Dr. Robert Malenka, a neuroscientist at Stanford University and one of the commentary’s authors, strongly believes that he and his colleagues should be allowed to pursue the study of the mechanisms of MDMA. Doing so might help medical professionals prescribe it as a psychiatric aid. Malenka believes that lumping MDMA in with similar-sounding substances like LSD and psilocybin is a mistake, though he says the idea of legitimizing its research has slowly gained traction over the last decade or so.

I’m not saying legalize it,” Malenka said. “Just allow us to study it. For perhaps irrational political reasons, these drugs have been inappropriately demonized. I’m not saying they should be given out like aspirin or you should buy them off the street, it’s still an addictive property. But as a neuroscientist, I view drugs as just powerful probes of brain function — studying the action of a drug is no different than studying an animal or human you’re running through a learning and memory task. How does it respond, how does the circuitry of the brain change?”

Malenka has been interested in the psychiatric potential of MDMA for decades. A few years ago, he found himself in the company of other postdocs who shared his interest and were willing to do work in animal models, and decided to put in the paperwork to get a Schedule 1 license (“it’s a pain in the butt, it’s a bureaucratic hassle”) to study the effects in mice. He presented his findings last fall in a meeting that happened to be attended by the editor of Cell, which led to the argument’s publication.

One of Malenka’s more interesting hypotheses is that carefully controlled use of MDMA could help patients, especially those with PTSD, form a stronger bond with their therapists.

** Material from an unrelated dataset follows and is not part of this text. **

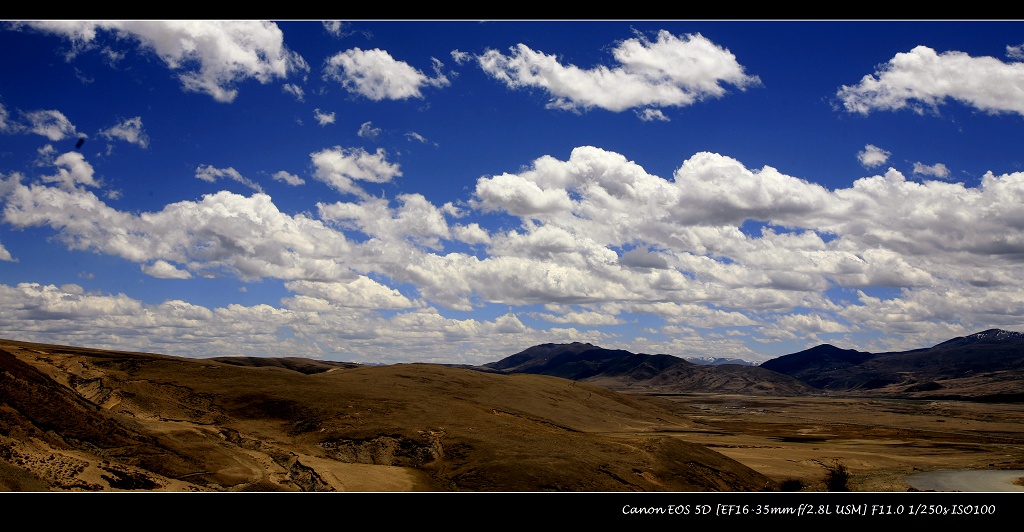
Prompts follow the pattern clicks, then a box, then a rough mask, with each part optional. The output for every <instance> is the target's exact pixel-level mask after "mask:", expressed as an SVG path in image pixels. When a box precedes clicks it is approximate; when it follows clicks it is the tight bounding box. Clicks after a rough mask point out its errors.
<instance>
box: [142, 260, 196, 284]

“This is me making complete guesses about why the early clinical studies with PTSD are showing such promising results,” Malenka said. “But when you take MDMA, you’re having a socially, emotionally intense interaction with someone — like how you would in a fairly intense therapy session. It wouldn’t surprise me that it would facilitate the development of a powerful, pro-social, empathetic trusting experience. And that buildup of empathy and trust would outlive the drug experience itself. It would enhance the therapy, allow the person to feel safer as they explore painful experiences.”

PTSD is a common refrain when discussing MDMA’s psychiatric potential, but the substance has implications for a multitude of conditions and symptoms. Autism spectrum disorder would be one of the more obvious ones, as MDMA encourages empathy and feelings of closeness. The same could potentially be said for offsetting the social isolation that accompanies schizophrenia. Malenka is already testing it in healthy mice as well as mice with models of autism. Studying MDMA and better understanding its mechanisms of action could lead to not just the controlled use of MDMA in a clinical setting, but the development of new drugs entirely.

“In a time when the pharmaceutical industry is painfully deficient in coming up with new ideas, here we have a substance that’s just been sitting around for decades because we have this perhaps inappropriate hysteria about its toxicity,” Malenka said. “If we can understand it on a molecular level, it opens the door to developing better drugs that have a higher benefit-to-side-effect ratio. It’s not a miracle drug where all of a sudden people take it and they’re cured, but might it not be worth testing in carefully controlled, rigorous studies?”